Flood of juice in Russia

The Pepsi fruit juice flood was a flood of 94,000 barrels (14 million litres; 14,000 cubic meters; 3.4 million US gallons) of fruit and vegetable juices into the streets of Lebedyan, Russia, and the Don River, caused by the collapse of a PepsiCo warehouse.

==History==
On April 25, 2017, a PepsiCo warehouse's roof collapsed unexpectedly. The warehouse was located in Lebedyan, the centre of Pepsi's operations in Russia, and operated by the PepsiCo subsidiary Lebedyansky. The warehouse contained a variety of fruit and vegetable juices. The collapse of the roof caused two minor injuries and sent 28000000 l of juices into the streets of Lebedyan and the Don River.

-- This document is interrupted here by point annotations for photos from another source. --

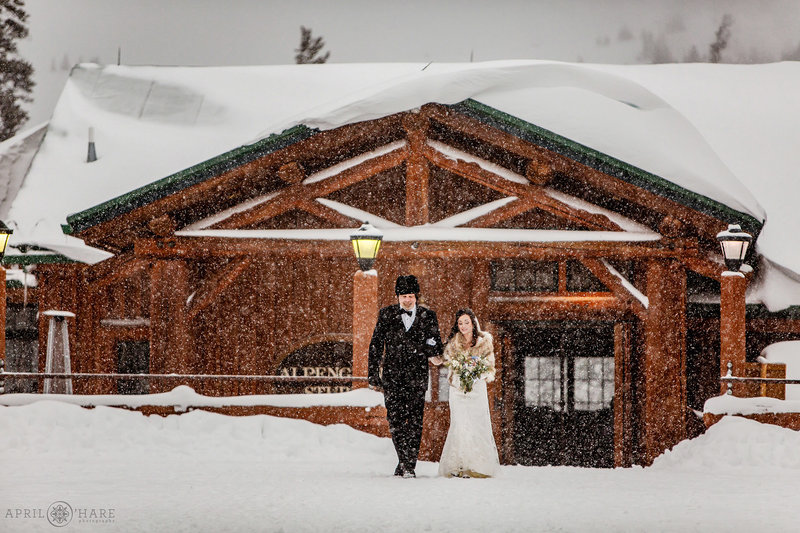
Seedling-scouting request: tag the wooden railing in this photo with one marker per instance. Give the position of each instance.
(181, 377)
(761, 380)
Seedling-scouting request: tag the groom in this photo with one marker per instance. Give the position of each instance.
(405, 337)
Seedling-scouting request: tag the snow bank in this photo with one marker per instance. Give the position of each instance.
(207, 472)
(788, 353)
(736, 443)
(183, 397)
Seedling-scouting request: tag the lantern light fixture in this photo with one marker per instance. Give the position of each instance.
(735, 244)
(5, 233)
(366, 243)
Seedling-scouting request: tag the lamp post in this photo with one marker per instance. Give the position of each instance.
(735, 244)
(366, 243)
(5, 233)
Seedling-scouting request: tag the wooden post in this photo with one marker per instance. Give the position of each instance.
(170, 336)
(417, 170)
(3, 316)
(663, 367)
(365, 316)
(732, 310)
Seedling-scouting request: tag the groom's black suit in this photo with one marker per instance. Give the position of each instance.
(403, 356)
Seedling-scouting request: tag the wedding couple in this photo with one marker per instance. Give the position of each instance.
(406, 337)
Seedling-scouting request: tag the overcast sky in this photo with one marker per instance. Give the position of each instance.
(245, 32)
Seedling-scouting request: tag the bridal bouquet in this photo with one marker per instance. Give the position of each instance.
(468, 367)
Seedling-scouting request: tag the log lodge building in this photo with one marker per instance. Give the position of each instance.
(592, 274)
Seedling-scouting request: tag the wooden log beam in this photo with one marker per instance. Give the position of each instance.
(533, 194)
(170, 332)
(707, 225)
(616, 286)
(219, 247)
(555, 307)
(214, 287)
(299, 196)
(417, 170)
(114, 269)
(326, 213)
(663, 364)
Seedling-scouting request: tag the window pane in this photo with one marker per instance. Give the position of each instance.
(593, 383)
(543, 382)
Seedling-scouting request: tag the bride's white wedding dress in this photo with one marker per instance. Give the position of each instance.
(470, 449)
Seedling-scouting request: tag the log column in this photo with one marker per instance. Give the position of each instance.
(663, 365)
(732, 311)
(170, 335)
(365, 316)
(417, 170)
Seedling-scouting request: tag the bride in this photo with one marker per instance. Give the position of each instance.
(469, 450)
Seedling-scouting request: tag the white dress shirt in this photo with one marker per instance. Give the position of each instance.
(408, 319)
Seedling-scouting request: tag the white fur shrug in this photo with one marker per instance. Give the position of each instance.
(484, 347)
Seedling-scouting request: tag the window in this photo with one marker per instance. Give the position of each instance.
(591, 383)
(520, 275)
(133, 357)
(543, 382)
(322, 359)
(594, 383)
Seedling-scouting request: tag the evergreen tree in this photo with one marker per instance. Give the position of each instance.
(721, 41)
(309, 48)
(15, 73)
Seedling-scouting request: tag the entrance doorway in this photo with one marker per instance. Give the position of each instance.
(564, 390)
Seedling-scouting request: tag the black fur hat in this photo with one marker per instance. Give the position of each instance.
(406, 285)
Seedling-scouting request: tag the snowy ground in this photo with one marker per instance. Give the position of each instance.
(121, 471)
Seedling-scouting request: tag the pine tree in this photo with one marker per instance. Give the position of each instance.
(309, 48)
(721, 41)
(15, 73)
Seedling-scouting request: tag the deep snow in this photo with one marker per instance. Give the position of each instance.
(207, 472)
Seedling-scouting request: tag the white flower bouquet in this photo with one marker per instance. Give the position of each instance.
(468, 367)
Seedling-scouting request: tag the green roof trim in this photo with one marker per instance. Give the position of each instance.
(184, 179)
(606, 164)
(711, 310)
(500, 120)
(36, 259)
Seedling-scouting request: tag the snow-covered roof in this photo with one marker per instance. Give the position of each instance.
(728, 133)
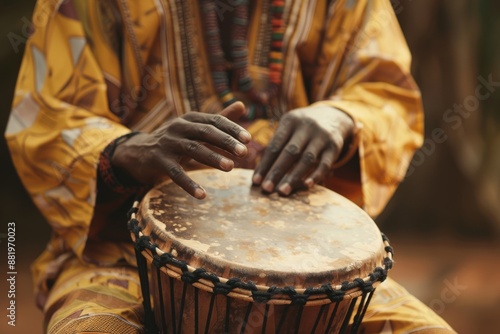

However, no deaths resulted from the spill.

There was some concern that the juices might have damaged the aquatic ecosystem of the Don River, but water samples showed no evidence of environmental damage caused by the spill.

PepsiCo officials apologised for the incident, offered to pay for all damages caused, and stated that they were working with local officials to determine the cause of the warehouse collapse.